In light of the fact that Ingram Micro, one of the major distributors in IT business, now also wants to become a provider of cloud solutions, it quickly became clear that this was the wrong approach. That’s because manufacturing is not something for distribution. Admittedly opinions did differ when it came to the question as to whether the cloud is simply a further development of managed services (managed services are services which are provided for a certain period of time under framework agreements and which can be called as needed). This is definitely not the case because the cloud must be regarded and assessed as a completely new, independent IT concept. However, it is understandable that some classical manufacturers do not want to threaten their traditional core business.
Since traditional IT business in Germany is still doing very well, system houses, in particular, are enjoying good business today.
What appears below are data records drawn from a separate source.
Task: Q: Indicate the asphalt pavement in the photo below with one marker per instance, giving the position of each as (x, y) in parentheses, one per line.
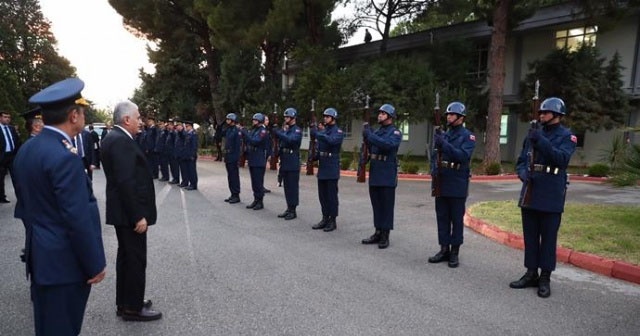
(221, 269)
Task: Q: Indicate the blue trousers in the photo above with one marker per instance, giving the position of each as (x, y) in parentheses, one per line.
(540, 230)
(59, 310)
(383, 201)
(233, 177)
(257, 181)
(328, 194)
(450, 216)
(291, 182)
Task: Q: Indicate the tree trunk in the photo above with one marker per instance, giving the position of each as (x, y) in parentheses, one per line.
(496, 81)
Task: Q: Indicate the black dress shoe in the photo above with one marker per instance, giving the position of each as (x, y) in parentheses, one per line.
(145, 304)
(144, 315)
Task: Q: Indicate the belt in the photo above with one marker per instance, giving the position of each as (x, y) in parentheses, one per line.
(450, 165)
(546, 169)
(378, 157)
(327, 154)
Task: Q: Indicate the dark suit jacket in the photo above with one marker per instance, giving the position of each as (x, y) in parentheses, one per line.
(130, 190)
(56, 203)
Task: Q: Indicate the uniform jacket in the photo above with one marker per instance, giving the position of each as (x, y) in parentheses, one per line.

This good news, however, is misleading because IT business is undergoing change. If system houses fail to take on the digital transformation today – in analogy to technical progress and the related social, economic and political changes – they will find themselves facing serious problems in 18 months from now at the latest. The only way to maintain Germany’s very own “channel” ecosystem is to deliberately launch internal company change.
The “channel” ecosystem
In order to achieve this goal, it is important that manufacturers, distributors and system houses do not operate on the market as traditional competitors – something that also became very clear in our group. Instead, they must act as allies and stand up to the big foreign providers who neither understand nor accept the German “channel” model. The common task now is to protect this ecosystem.